The Granite City’s Real Ice Cream

By Kate Phillips
A1926 Barre Daily Times advertisement for Real Ice Cream broke down the treat’s appeal into five points, lauding the sanitary conditions of its production, the quality of its cream and fruit ingredients, its status as a “pure health food,” and most of all, the fact that “it is made by a local concern, owned and operated by local people.” While an earlier ad promised eaters that Real Ice Cream would “bring you luck for the days to come,” much of its marketing focused on the circumstances of its production. Real Ice Cream, whose 1920s flavors included maple walnut, grapenut, and banana nut (as well as the classic Neapolitan), was a product of Barre’s Granite City Cooperative Creamery Association, a cooperative of dairy farmers formed in 1920.
The cooperative model first took root in Vermont in the late 1840s with the founding of protective unions. These were collectives of farmers, craftspeople, and other producers, which operated essentially as both buying clubs and labor unions. The preamble to the 1850 by-laws of Jamaica, Vermont’s Division No. 154 of the New England Protective Union (in the VHS library collection) summed up the revolutionary nature of these organizations, pointing to conditions that allow “the speculator and monied power to seize upon the products of the laboring classes and… fix upon them a high and fictitious price, thereby putting it many times out of the power of the producer to share in the products of his own hands.” They vowed to unite “to remove this unnatural, unsafe, and unsound state of things and to put these common blessings within reach of all by dispensing with all unnecessary and useless functionaries in the several departments of mercantile, civil, and social life.”
Though the protective unions appear to have died out by the end of the Civil War, the ideals served as a model for both the producer and consumer cooperatives that would come to flourish in Vermont. A 1915 piece of state legislation laid out the legal framework for organizations calling themselves cooperatives, which included such principles as one vote per shareholder and the distribution of equal dividends at the year’s end. It is at this point that Vermont becomes a center of cooperative activity: cooperative creameries, food co-ops, credit unions, electric co-ops, and more.
Cooperative creameries allowed small dairy farms to pool their resources to process, market, and transport milk. The development of retail and then personal freezers made ice cream a viable commercial product — one that provided creameries with an outlet for excess fluid milk (beyond cheese and butter).
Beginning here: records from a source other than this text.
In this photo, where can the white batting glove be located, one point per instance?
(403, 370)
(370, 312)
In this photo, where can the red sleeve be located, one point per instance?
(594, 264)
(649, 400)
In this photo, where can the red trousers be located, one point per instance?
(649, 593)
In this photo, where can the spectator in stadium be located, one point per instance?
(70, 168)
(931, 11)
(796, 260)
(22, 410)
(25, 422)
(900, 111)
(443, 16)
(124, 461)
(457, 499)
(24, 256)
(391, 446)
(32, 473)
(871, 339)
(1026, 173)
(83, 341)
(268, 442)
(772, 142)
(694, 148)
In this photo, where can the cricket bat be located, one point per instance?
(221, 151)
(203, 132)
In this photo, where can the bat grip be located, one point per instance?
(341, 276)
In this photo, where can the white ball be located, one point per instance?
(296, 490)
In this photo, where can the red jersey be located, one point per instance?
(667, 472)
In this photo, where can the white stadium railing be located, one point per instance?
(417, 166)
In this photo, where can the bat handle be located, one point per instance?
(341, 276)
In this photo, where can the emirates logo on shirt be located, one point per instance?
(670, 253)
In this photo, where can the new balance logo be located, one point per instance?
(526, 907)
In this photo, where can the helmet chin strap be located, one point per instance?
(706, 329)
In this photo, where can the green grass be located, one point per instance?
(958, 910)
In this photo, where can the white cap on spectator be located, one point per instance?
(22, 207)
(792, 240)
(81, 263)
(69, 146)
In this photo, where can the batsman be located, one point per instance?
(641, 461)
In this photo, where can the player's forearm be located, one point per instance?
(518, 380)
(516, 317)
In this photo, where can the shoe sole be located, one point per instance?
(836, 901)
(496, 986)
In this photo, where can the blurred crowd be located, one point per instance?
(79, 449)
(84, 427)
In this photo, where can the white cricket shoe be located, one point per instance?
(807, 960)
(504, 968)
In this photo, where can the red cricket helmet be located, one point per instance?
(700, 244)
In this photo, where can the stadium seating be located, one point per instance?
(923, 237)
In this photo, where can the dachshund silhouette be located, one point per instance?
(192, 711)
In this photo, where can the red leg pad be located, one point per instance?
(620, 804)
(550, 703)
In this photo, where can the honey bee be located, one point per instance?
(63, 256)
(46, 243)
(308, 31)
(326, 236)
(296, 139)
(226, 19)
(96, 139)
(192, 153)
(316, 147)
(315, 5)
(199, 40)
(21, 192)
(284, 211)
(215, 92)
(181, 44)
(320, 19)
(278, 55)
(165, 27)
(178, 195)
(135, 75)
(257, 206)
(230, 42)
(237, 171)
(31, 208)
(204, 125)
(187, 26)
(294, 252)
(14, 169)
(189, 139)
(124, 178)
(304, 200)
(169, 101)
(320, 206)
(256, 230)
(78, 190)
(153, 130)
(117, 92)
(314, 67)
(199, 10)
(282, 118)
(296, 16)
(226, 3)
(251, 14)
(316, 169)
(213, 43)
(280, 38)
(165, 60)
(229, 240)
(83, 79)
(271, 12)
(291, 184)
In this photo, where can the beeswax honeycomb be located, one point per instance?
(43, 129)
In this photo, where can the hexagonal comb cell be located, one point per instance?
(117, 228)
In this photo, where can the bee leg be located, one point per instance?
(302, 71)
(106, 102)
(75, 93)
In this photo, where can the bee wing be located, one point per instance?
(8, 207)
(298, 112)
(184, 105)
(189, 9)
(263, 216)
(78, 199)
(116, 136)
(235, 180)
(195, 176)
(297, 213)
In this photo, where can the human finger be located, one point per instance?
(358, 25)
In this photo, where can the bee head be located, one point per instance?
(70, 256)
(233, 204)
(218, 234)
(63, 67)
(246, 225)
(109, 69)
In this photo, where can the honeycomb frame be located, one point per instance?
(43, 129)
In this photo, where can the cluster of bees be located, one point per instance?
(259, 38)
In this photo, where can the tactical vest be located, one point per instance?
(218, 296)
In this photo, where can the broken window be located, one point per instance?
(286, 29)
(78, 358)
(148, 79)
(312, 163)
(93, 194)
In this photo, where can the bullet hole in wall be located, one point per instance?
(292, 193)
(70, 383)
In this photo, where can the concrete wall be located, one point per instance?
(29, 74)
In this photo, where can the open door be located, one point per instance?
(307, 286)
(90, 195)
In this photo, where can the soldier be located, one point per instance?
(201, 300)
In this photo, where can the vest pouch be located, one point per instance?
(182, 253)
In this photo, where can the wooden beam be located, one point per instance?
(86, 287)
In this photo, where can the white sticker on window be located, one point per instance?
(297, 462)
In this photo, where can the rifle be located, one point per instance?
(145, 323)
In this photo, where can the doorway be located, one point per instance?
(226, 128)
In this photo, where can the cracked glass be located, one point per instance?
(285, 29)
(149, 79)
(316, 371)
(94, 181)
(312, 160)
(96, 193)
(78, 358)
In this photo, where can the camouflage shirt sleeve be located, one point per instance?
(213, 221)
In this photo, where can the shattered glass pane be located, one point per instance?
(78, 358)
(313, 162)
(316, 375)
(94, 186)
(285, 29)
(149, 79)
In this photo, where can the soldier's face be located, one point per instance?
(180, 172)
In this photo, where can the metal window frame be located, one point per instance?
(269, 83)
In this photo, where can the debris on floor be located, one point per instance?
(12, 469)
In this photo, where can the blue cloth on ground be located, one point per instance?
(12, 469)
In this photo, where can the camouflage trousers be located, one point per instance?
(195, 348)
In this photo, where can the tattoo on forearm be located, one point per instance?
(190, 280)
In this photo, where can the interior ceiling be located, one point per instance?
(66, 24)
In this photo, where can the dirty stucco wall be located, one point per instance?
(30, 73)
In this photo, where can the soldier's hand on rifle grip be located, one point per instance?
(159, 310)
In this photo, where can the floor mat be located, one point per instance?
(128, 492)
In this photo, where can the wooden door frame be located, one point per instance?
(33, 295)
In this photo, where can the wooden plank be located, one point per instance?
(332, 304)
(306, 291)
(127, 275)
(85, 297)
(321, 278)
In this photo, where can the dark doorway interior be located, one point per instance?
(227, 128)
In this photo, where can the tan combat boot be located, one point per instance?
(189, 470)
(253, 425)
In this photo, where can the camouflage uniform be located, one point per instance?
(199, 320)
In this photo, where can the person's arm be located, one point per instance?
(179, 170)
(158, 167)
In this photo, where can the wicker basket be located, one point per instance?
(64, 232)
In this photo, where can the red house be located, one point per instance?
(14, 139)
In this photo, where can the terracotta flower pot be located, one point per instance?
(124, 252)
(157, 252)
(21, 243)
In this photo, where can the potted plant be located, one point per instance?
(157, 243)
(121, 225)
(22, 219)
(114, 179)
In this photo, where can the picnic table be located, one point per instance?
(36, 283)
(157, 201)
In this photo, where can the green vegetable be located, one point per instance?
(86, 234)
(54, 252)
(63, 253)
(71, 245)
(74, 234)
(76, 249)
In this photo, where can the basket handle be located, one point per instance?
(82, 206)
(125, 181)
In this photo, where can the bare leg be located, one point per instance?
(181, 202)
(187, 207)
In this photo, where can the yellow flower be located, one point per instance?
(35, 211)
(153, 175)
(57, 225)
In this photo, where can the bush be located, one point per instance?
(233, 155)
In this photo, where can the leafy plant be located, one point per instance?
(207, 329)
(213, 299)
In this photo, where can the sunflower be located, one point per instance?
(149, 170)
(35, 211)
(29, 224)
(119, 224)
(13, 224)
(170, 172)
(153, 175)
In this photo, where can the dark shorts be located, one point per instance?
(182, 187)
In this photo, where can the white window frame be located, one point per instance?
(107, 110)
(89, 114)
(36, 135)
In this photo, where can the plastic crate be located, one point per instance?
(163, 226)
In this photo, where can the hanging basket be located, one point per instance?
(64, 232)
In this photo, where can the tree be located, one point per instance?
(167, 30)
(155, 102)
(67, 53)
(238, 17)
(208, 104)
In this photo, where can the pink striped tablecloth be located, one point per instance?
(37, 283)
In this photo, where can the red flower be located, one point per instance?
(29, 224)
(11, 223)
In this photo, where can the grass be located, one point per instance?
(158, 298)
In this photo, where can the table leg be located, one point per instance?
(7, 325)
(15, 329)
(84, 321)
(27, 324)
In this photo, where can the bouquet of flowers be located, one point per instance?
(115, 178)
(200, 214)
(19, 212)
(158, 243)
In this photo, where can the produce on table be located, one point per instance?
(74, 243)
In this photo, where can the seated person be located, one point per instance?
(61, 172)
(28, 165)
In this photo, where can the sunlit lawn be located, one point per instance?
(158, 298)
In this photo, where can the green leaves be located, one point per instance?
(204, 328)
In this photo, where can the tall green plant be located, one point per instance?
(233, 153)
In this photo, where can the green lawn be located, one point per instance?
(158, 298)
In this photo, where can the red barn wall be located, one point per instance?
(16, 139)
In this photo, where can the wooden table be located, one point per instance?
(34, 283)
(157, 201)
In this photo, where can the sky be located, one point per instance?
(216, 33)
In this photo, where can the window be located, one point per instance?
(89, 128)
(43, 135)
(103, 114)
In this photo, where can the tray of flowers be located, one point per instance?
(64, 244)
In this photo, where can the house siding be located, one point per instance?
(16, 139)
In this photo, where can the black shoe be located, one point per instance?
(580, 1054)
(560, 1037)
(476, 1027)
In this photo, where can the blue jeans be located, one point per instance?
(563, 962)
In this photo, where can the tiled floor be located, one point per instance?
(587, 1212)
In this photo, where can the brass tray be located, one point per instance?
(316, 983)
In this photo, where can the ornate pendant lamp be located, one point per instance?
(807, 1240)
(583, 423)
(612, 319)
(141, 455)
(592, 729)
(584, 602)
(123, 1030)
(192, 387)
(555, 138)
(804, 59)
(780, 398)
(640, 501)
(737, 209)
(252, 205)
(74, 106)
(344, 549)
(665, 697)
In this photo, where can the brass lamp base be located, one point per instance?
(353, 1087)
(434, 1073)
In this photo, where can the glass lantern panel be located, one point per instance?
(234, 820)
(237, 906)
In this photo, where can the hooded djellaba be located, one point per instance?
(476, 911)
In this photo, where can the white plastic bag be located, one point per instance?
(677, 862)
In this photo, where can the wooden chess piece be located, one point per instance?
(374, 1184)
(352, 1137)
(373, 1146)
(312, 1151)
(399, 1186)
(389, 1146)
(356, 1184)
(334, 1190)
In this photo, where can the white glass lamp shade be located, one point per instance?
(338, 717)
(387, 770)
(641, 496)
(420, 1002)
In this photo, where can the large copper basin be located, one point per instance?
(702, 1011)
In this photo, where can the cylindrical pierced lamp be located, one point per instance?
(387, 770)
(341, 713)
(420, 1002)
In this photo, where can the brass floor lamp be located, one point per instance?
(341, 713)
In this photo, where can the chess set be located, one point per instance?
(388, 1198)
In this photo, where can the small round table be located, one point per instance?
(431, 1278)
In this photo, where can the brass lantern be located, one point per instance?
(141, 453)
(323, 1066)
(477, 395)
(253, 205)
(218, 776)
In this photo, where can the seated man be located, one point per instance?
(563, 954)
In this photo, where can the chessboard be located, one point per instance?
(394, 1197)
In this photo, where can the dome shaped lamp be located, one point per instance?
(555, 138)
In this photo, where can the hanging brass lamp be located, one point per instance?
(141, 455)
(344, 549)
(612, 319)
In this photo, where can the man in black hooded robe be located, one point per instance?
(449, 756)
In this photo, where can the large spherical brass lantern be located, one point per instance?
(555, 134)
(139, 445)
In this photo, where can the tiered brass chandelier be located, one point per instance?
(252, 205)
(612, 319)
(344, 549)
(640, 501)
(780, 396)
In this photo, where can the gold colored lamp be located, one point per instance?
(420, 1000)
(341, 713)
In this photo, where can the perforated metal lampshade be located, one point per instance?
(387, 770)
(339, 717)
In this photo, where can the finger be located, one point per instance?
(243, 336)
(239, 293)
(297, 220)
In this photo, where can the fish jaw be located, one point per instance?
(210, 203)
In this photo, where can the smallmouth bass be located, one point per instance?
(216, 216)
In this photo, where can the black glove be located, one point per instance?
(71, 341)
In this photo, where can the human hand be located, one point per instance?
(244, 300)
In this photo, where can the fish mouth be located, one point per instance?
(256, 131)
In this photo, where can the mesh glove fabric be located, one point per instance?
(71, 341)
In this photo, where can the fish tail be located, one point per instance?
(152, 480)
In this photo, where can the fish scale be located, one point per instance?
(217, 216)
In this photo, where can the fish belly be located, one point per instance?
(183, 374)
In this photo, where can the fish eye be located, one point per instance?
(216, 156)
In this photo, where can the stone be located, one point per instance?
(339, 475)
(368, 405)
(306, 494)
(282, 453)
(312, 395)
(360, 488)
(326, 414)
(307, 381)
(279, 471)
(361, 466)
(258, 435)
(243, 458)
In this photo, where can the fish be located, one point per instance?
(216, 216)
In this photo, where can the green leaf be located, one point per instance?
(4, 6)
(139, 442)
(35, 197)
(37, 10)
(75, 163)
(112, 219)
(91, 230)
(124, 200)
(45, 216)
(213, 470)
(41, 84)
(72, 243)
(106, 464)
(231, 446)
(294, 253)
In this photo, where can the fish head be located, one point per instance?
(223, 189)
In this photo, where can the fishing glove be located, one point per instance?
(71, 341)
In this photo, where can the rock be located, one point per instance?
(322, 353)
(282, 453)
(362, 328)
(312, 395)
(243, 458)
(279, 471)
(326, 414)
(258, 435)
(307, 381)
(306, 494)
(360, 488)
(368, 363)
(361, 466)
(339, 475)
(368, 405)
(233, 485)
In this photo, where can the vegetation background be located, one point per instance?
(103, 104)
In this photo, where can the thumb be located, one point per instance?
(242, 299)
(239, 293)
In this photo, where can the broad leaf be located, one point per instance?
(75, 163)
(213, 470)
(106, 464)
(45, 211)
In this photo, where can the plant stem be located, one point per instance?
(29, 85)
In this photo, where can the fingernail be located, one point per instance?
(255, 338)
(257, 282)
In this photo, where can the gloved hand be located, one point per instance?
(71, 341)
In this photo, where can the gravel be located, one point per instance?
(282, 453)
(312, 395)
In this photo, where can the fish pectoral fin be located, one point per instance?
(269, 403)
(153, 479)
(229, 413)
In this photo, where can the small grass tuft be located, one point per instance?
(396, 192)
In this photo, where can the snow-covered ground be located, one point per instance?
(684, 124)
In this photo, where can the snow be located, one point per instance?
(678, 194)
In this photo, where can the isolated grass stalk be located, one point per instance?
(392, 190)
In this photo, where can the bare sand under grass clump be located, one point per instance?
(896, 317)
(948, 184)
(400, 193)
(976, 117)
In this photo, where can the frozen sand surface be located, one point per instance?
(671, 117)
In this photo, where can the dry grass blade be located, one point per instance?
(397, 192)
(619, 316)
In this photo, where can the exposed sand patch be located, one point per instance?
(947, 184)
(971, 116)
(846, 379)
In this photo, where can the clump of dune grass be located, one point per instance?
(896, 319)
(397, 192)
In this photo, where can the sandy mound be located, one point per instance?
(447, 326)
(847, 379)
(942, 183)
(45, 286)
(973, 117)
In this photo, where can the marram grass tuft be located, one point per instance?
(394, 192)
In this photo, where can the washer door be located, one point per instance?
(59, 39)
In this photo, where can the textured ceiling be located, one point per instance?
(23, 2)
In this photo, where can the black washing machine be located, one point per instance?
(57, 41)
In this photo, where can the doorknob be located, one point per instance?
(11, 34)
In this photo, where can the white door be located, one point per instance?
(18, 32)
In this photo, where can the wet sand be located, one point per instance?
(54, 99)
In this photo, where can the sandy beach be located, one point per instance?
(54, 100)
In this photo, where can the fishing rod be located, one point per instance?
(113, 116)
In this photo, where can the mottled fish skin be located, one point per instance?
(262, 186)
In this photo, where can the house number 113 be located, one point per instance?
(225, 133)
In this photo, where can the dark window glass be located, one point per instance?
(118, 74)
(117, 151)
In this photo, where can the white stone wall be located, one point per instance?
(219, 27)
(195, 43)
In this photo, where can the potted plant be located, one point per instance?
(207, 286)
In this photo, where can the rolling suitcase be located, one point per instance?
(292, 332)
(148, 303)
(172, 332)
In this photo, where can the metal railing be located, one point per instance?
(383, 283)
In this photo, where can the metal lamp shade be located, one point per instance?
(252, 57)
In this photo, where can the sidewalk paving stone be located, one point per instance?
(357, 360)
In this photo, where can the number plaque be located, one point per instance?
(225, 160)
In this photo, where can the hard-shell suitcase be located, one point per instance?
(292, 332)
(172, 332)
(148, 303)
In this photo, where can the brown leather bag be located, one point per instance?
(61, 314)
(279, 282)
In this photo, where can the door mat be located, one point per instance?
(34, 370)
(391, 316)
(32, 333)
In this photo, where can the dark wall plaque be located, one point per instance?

This photograph is undated, but the women’s fashion and the delivery truck model suggest it was taken in 1926, just before the flood of 1927 damaged the Real Ice Cream production facility. After repairs, Real Ice Cream remained a Barre staple for decades, outlasting the Cooperative, which closed in 1969. Another 1920s ad claimed that “Roosevelt once said that support given to a local industry was the equivalent to a rise in wages to every man in the community. Moral — Eat Real Ice Cream, manufactured by our local Cooperative creamery ice cream plant.”
The moral of today’s story? Go visit your local creemee stand!